Last October 9, 2019, Joaquin Ignacio D. Compos, and Joseph Emanuel C. Litam, senior students of BS Environmental Science program of the Ateneo de Manila University successfully defended their thesis proposal entitled, “Developing an Urban Ecosystem Resilience Index Using a System Dynamics Approach.” They are being advised by Charlotte Kendra Gotangco Gonzales, and Jairus Josol, with assistance in data-gathering by Jean Jardeleza, who are all CCARPH researchers, as well as faculty and staff of the Department of Envrionmental Science, and the Ateneo Institute of Sustainability. The defended thesis proposal contributes to the CCARPH Work Theme 2: “Developing City Resilience Suite of Tools for Local Government Units.” The abstract of the thesis proposal reads as follows:
The research aims to assess Urban Ecosystem Resilience of Pasig and Valenzuela City in Metro Manila using a System Dynamics approach. Specifically, it aims to develop an Urban Ecosystem Resilience Index (UERI) to serve as a decision support tool for local governments. The index will be operationalized using Vensim®, a system dynamics platform, to understand long term behavior of cities as socio-ecological systems. In particular, it traces the changes and interactions of urban ecosystem services, urbanization, and long-term hazards such as changes in precipitation. Developing the model will involve creating a stock flow model to show the resilience the urban ecosystem by simulating the delivery of ecosystem services and their trade-offs over time. Sensitivity analysis will also be conducted to determine key variables that contribute the most to urban ecosystem resilience. The model will be validated through key informant interview (KII) with relevant stakeholders such as the local government unit. Lastly, scenario testing will be done to simulate future development scenarios based on proposed development pathways by the LGU obtained from the KII.

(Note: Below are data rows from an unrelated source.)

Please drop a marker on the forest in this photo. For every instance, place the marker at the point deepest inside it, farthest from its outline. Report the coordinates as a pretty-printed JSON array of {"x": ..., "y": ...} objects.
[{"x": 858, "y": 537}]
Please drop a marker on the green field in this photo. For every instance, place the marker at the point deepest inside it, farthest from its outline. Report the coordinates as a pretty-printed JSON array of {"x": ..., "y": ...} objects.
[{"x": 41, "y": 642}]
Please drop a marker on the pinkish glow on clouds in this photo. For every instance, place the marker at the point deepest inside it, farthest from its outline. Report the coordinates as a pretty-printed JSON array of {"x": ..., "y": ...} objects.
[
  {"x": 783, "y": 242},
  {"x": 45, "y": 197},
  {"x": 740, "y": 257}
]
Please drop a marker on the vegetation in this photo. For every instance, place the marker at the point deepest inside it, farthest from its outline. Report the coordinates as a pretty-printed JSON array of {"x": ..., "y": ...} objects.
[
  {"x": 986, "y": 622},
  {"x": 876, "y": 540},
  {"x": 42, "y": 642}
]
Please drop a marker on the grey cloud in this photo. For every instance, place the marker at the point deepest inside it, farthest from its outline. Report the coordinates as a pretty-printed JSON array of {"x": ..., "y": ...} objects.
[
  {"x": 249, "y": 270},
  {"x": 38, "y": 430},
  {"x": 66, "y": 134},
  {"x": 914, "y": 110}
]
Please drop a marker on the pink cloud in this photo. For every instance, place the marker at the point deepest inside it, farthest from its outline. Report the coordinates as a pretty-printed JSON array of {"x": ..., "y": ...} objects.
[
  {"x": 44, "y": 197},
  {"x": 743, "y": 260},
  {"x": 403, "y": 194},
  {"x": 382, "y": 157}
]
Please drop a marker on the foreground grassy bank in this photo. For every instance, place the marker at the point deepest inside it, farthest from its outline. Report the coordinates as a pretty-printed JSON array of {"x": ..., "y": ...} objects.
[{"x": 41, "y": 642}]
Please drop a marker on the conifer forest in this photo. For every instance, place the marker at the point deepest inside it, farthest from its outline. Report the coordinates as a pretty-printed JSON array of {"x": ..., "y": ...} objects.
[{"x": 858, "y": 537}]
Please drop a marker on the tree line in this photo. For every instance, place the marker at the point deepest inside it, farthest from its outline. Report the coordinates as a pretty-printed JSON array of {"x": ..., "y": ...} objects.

The proposed Urban Ecosystem Resilience Index (UERI) will be simulated dynamically over time as a measure of a city’s ability to adapt and transform, in the face of socio-economic and demographic changes, as well as on the long-term hazards, in order to sustain the delivery of urban ecosystem services to achieve sustainable development. These ecosystem services can be classified into four major categories: provisioning, regulating, supporting, and cultural services. This model will be combined with another system dynamics-based model for the non-ecosystem services, such as socio-economic factors, education services, health services, ICT services, and disaster and emergency management services. Junior RA, Katrina Abenojar, also of the BS Environmental Science program and now completing a double major in Economics, is currently working on this non-ecosystem services model under the supervision of Gotangco, Josol, and Jardeleza.